Maria José Valério quebra o silêncio: "O Mundo agora não me diz nada"

Fadista está ainda a recuperar da queda que sofreu

Maria José Valério está, neste momento, a viver na Casa do Artista, tal como a VOX POP TV avançou em primeira-mão, para recuperar da queda que sofreu em casa.

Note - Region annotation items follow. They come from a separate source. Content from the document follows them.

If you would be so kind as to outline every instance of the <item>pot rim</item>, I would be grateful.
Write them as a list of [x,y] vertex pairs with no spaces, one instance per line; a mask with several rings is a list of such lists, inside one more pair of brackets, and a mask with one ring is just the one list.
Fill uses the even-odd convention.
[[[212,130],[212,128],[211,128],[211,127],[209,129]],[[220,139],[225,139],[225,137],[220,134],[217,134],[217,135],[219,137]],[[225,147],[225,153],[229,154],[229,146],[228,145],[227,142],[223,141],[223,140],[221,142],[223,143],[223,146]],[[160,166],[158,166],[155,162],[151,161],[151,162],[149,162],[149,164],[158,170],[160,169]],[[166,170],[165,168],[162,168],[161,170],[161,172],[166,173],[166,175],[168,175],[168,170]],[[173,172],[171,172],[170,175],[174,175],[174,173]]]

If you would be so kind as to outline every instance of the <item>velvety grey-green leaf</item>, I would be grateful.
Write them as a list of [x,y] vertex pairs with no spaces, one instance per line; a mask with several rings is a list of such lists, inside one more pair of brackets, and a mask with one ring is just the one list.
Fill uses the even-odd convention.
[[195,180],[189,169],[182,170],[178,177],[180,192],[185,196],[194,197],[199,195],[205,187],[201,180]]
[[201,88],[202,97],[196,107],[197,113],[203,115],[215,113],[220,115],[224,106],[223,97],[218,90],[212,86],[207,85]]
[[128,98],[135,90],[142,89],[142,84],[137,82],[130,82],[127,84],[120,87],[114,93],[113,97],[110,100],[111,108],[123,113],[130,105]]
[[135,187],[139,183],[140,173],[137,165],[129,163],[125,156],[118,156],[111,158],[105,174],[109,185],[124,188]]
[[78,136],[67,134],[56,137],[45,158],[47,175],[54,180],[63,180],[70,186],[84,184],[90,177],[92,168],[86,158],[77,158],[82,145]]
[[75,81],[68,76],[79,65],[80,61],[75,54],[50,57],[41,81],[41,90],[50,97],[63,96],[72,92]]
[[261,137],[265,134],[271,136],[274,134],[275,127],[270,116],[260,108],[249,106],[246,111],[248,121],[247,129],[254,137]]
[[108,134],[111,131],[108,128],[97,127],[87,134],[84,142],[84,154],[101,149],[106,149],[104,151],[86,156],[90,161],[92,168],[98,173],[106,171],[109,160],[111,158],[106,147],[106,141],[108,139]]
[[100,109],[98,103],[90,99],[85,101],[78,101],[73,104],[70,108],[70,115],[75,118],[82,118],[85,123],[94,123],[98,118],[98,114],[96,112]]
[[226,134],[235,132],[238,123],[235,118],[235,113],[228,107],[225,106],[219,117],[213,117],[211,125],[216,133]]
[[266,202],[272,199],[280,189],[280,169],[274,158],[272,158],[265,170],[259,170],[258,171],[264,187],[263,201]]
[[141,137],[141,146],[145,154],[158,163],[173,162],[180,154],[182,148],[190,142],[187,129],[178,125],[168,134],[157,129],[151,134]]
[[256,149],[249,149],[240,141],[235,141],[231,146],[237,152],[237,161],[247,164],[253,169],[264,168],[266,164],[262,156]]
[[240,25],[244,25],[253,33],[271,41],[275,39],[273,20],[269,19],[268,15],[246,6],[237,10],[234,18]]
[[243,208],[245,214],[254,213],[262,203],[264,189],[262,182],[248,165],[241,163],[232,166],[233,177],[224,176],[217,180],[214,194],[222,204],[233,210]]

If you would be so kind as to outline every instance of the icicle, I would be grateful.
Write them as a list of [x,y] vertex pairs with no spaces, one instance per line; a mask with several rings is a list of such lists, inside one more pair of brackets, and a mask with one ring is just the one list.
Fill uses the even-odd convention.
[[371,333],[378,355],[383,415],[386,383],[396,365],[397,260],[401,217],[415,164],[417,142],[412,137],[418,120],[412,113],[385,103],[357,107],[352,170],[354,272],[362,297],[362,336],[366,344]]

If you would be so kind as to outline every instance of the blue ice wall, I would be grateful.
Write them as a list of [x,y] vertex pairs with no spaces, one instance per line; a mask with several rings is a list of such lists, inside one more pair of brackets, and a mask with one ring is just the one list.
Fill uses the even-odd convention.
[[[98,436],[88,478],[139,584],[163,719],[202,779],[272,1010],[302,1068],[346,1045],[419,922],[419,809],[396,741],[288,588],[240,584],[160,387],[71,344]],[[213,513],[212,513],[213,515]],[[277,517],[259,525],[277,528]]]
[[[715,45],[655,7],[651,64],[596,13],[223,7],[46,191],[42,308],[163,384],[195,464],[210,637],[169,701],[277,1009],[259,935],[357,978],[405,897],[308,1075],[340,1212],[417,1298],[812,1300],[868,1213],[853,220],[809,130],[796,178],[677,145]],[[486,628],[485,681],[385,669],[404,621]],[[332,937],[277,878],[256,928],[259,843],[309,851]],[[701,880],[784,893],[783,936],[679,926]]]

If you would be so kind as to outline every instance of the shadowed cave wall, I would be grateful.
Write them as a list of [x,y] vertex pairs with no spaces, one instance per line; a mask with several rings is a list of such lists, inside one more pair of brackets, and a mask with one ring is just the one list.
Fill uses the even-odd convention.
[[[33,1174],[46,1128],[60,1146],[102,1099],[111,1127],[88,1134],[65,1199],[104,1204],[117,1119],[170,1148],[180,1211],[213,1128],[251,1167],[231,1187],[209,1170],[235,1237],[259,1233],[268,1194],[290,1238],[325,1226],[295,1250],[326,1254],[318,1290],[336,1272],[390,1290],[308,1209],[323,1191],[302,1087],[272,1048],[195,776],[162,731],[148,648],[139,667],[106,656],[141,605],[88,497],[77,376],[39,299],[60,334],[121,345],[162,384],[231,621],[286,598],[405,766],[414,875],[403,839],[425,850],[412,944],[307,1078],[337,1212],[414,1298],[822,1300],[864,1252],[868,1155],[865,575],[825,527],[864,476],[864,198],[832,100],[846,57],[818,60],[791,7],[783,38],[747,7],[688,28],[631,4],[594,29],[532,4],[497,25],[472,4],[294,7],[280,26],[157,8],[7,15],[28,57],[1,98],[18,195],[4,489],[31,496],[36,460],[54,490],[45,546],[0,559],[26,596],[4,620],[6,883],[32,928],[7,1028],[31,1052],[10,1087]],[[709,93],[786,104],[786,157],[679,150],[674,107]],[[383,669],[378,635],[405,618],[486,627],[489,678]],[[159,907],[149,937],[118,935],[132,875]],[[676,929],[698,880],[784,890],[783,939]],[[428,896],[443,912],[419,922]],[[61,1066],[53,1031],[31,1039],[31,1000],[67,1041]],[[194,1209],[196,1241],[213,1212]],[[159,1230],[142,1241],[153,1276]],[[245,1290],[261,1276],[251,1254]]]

Em declarações à revista TV7 Dias, a fadista conta que está a recuperar com a ajuda da Casa do Artista antyes de regressar à sua casa: “É uma casa que tem todas as condições para que uma pessoa possa voltar em pleno para a sua casa. Tenho muitos amigos na Santa Casa, mas também tenho o meu cantinho, que é a minha casa. Temos as nossas manias e a nossa casa é sempre a nossa casa. Tenho feito tudo o que é possível fazer para uma recuperação boa, já consigo andar e já me sinto mais forte”, conta

Este Natal e a Passagem-de-Ano não foi de grandes festejos para Maria José Valério: “Na passagem do Ano, às 23 horas já estava deitada a ver programas na televisão. O Mundo agora não me diz nada. Eu pensava que as coisas iam melhorar de uns anos para os outros, mas conforme vamos envelhecendo vamos ficando com a ideia de que as pessoas não são aquilo que desejaríamos que fossem”, disse em jeito de desabafo

Maria José Valério: “ficou quase 48 horas para ser acudida. A polícia encontrou-a no chão”

Drama

A revelação foi feita, recentemente, pelo jornalista Luís Osório que, num texto escrito a 20 de novembro, abordou a solidão em que vivem os mais velhos.

Leia agora, na íntegra, o texto escrito por Luís Osório:

“POSTAL DO DIA

Carta aos nossos avós e pais
(a propósito de Maria José Valério)

1.
Já não tenho os meus avós. Também não tenho os meus pais. Estou por minha conta, mas não estamos todos?

Pensei em escrever esta espécie de carta quando soube que Maria José Valério, a cantora que deu voz ao hino do Sporting, ficou quase 48 horas para ser acudida da sua solidão. A polícia encontrou-a no chão, imobilizada por uma queda, em agonia.

2.
É interessante e grotesco o paradoxo. Esta é uma sociedade que inventa novos léxicos, palavras que substituem os velhos por seniores, mas que continua a não resolver o problema aos que, no final da vida, têm o azar de ficar dependentes.

3.
O mundo é tão rápido, não é? É necessário produzir, ser útil, consumir. As crianças estão nos infantários, os jovens nos telemóveis, os adultos no trabalho e muitos dos nossos velhos ficam sozinhos, mortos antes da morte numa espera angustiada.

4.
Espera pelos filhos, espera pela visita dos netos, espera pela hora de ir à farmácia, espera pelo fim do mês para levantar a reforma, espera por uma consulta, espera que alguém lhes pergunte “olá, como vai?” ou de serem abraçadas ou abraçados.

5.
Muitos vão às consultas apenas para terem onde ir. Para estarem. Para ter um propósito nessa manhã. O dia da doença é um dia feliz por lhes ser permitido falarem e serem ouvidos. Mesmo que seja por 10 minutos.

6.
Esta é uma sociedade manchada pela culpa. Os filhos muitas vezes não encontram tempo para um telefonema que seja. Ou então perdem a cabeça e gritam ou resmungam ou condenam a relação ao silêncio. Depois quando os seus velhos morrem têm de gerir o seu sentimento de culpa. Sei o que é isso.

7.
Maria José Valério foi encontrada com vida. Mas muitos, todos os anos, são encontrados sem vida. Encontrados porque alguém sente um cheiro esquisito. Isto envergonha-nos. Envergonha-me.

8.
Porque sabem… não há nenhum dia em que não sinta a falta das minhas avós. A Joaquina, que comia num tacho, e a Alice que jantava em pratos de porcelana. Não há um único dia em que não me apeteça telefonar-lhes. E não há um único dia em que não pense que falhei.

Porque sabem… se têm avós (e pais) é agora que vale a pena perguntarem, dizerem, estarem. Depois é tarde… Amanhã já poderá ser demasiadamente tarde. Vão por mim.